Peter Carl était inscrit à l’école Handelslehranstalt de Dresde et a sans aucun doute visité l’Historisches Grünes Gewölbe (Voûte verte historique) pour découvrir ses nombreux trésors. Il a ensuite suivi un apprentissage chez le célèbre orfèvre Josef Friedmann à Francfort-sur-le-Main, en Allemagne. La période pendant laquelle il a étudié avec Friedmann n'est pas connue. La « formation » finale et exceptionnelle de Peter Carl fut une escapade de deux ans à travers l’Europe, visitant des musées, des bibliothèques, des galeries d’art, des demeures seigneuriales, des palais et bien sûr des artisans de son choix. Cela s'est produit de 1862 à 1864. Bien qu'on puisse abuser d'une offre aussi généreuse, je pense qu'il est prudent de dire que Peter Carl Fabergé a tiré le meilleur parti de ses voyages. Il a même suivi une formation au Collège Commercial du Schloss à Paris.
En 1866, après avoir accompli son Grand Tour, Carl, âgé de 20 ans, revient à Saint-Pétersbourg. Pendant les 16 années suivantes, le maître d’œuvre de confiance de son père, Hiskias Pendin, a continué à lui servir de mentor et de tuteur. Jusqu'en 1881, ses études se poursuivent en travaillant à l'Ermitage où se trouve toujours la collection impériale qui rassemble des exemples exceptionnels de l'art des orfèvres. Il devint responsable du catalogage, de la restauration et de la réparation des trésors d'or scythes du VIIe au IVe siècle avant JC. Cela lui permet d'étudier les techniques oubliées et maîtrisées par les orfèvres de l'Antiquité. Il a ensuite restauré et réparé les objets d'art du XVIIIe siècle de la collection, notamment les superbes tabatières françaises en or et en émail. Au cours de cette période, des graines ont sans aucun doute été semées dans son esprit pour utiliser le genre passé pour des objets contemporains.
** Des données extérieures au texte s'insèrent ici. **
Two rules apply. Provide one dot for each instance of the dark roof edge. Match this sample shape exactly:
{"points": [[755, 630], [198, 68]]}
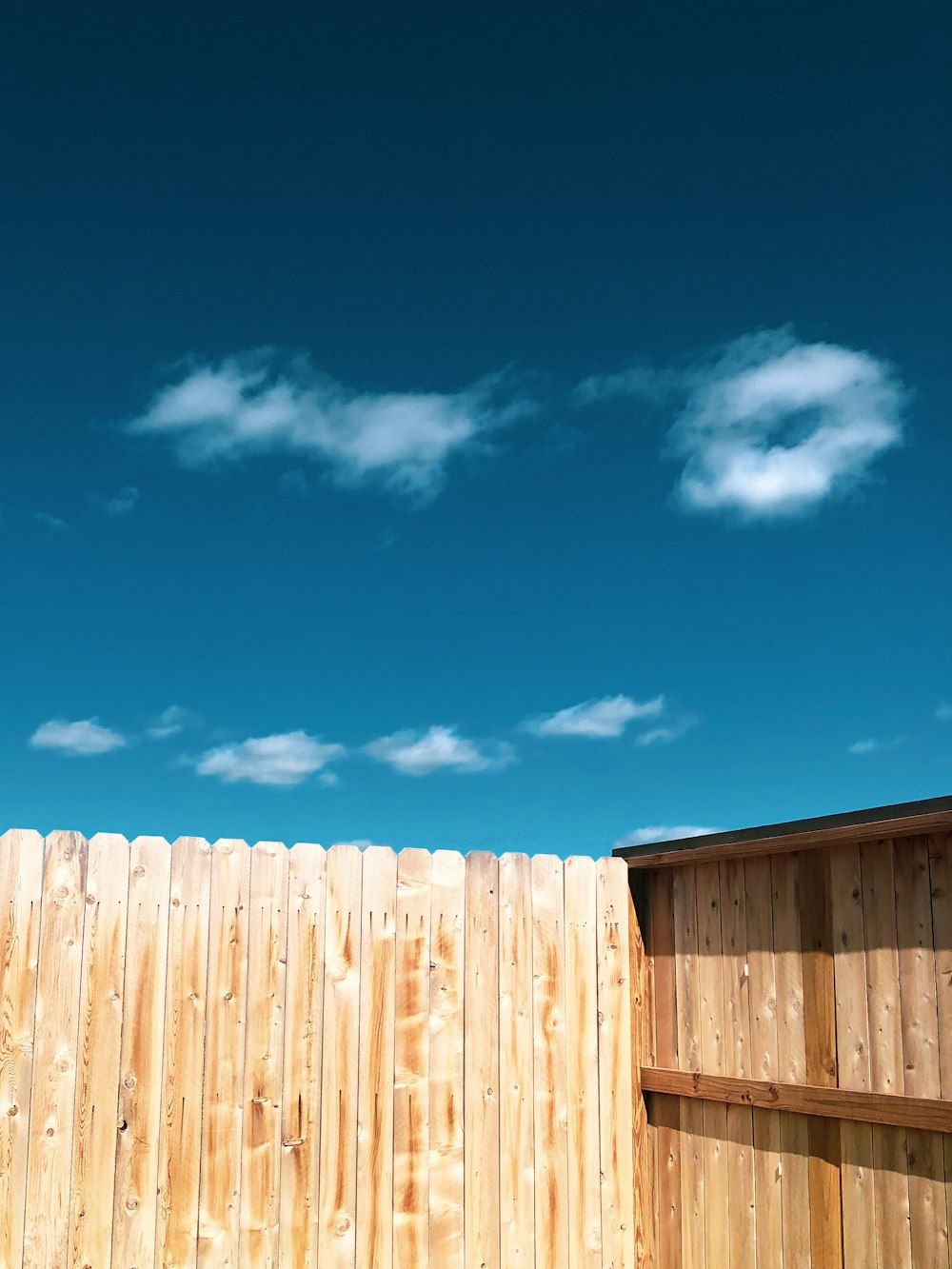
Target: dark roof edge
{"points": [[794, 827]]}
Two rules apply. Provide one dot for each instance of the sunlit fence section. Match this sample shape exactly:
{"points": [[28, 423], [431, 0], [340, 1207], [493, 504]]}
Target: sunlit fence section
{"points": [[232, 1055]]}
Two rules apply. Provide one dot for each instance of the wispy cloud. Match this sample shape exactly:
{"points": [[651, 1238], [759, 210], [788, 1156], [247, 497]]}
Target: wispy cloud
{"points": [[772, 426], [253, 404], [170, 723], [414, 753], [875, 746], [604, 717], [288, 758], [76, 739], [51, 523], [779, 426], [663, 833], [122, 503]]}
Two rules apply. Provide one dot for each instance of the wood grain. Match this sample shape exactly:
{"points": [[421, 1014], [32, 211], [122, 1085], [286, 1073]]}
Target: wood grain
{"points": [[583, 1050], [135, 1204], [517, 1191], [883, 1012], [99, 1051], [183, 1070], [46, 1239], [220, 1181], [482, 1058], [304, 1047], [853, 1054], [380, 951], [342, 1060], [265, 1044], [411, 1136], [550, 1062], [447, 1040], [21, 888]]}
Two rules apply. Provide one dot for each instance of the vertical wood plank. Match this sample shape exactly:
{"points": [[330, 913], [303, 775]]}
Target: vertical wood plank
{"points": [[411, 1138], [21, 888], [140, 1092], [183, 1071], [482, 1058], [99, 1052], [883, 1012], [265, 1046], [711, 978], [447, 979], [56, 1033], [688, 1014], [791, 1048], [665, 1112], [764, 1050], [517, 1192], [941, 879], [615, 1059], [304, 1047], [342, 1059], [739, 1060], [550, 1061], [821, 1032], [853, 1054], [583, 1074], [921, 1047], [220, 1180], [642, 1043], [380, 956]]}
En 1882, à la mort d'Hiskias Pendin, Peter Carl Fabergé prend seul la responsabilité de la direction de l'entreprise. Carl reçoit le titre de Maître Orfèvre, ce qui lui permet d'utiliser son propre poinçon en plus de celui de l'entreprise. La réputation de Peter Carl était si élevée que l’examen normal de trois jours a été supprimé. Son frère Agathon, un designer extrêmement talentueux et doté d'une riche veine de créativité, a rejoint l'entreprise depuis Dresde, où il avait également étudié à la Handelslehranstalt.